The Doctor turned half back towards me and the moonlight picked out his hooded eagle’s eyes, a picture of concentration, as he listened with his ear close to the shutter. Evidently he heard nothing, for he put out a gloved hand and applied some pressure to see if it would open. It did not move a fraction; clearly the frame was held fast by a catch. With a deft movement, he took some instrument out of his pocket and slid it through the crack at the centre of the shutter, levering it upwards, and I heard a tiny click. Then Bell pulled again and the shutter opened quite easily. But he did not pull very far, only a few inches, evidently in order to see if there was any light in the room beyond him. All was dark, so he opened it wider.
The window before us had several small panes but there was a large hinged one at the centre of it. It too was closed but again Bell’s implement went to work. This time I could see he found it much harder – he had to press down and apply force to try and lift the catch. Evidently it was barely used, and even in that cold there was perspiration on the Doctor’s face as he pushed, and pushed again, and nothing happened. But finally it sprang back with a sudden grating noise which made him instantly withdraw the tool and put out his hand to steady the window.

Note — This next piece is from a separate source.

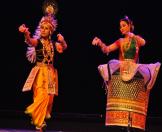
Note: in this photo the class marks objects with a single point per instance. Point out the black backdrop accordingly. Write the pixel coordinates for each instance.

I am sure both of us were eager to get in, for it was all I could do on that moonlit ledge to stop shivering. But once again we waited, motionless. The Doctor peered into the darkness of the room, yet nobody came and we saw no light. At last, after what was, I am sure, a full minute, Bell reached out and opened the large central pane as far as it would go, which allowed just enough room to climb through. He entered first and was soon on the ledge at the other side. After a few seconds, surveying what was below him, he disappeared down into the darkness and I had the easy task of following.
It was not particularly warm inside, but at least we were out of the frosty air. The ledge was dusty and, though it was still difficult to make much out, the room I climbed into felt damp and ill-used. The Doctor was staring down at something, and I soon saw what: a pile of clothes. He took a pace and lifted a few up. There were coats and hats and waistcoats but also women’s clothes too: skirts, petticoats and bodices. A few were of a good cloth; most were shabby.
I walked to the back of the room and here was another pile with a little shawl on the top. There was something so indefinably pitiful about the whole collection that I hated to look at it, for it was obvious that these could not possibly belong to one person or even a family. Yet it seemed hard to believe it could be the proceeds of crime either. Who would bother to rob a man of his clothes? And both our victims had been fully dressed.
But something was wrong here and I could not help noticing that Bell was equally concerned. Looking round, he had found another heap in the corner and was sifting through it with anxiety.
At last he gave up and turned to the closed door at the opposite corner of the room from the window, indicating I should follow. He removed his gloves and I did the same. At the door he listened again, and then with a painstakingly slow movement he turned the handle.
It opened silently and, beyond, all was still dark. Both of us moved out stealthily and waited. There was light from somewhere to the right of us and I could make out that we were in a corridor. Presumably, if we turned to our left we would arrive at the front of the den and the entrance. I assumed Bell would go in that direction, for the stairs down to the bottom level were there, but he did no such thing.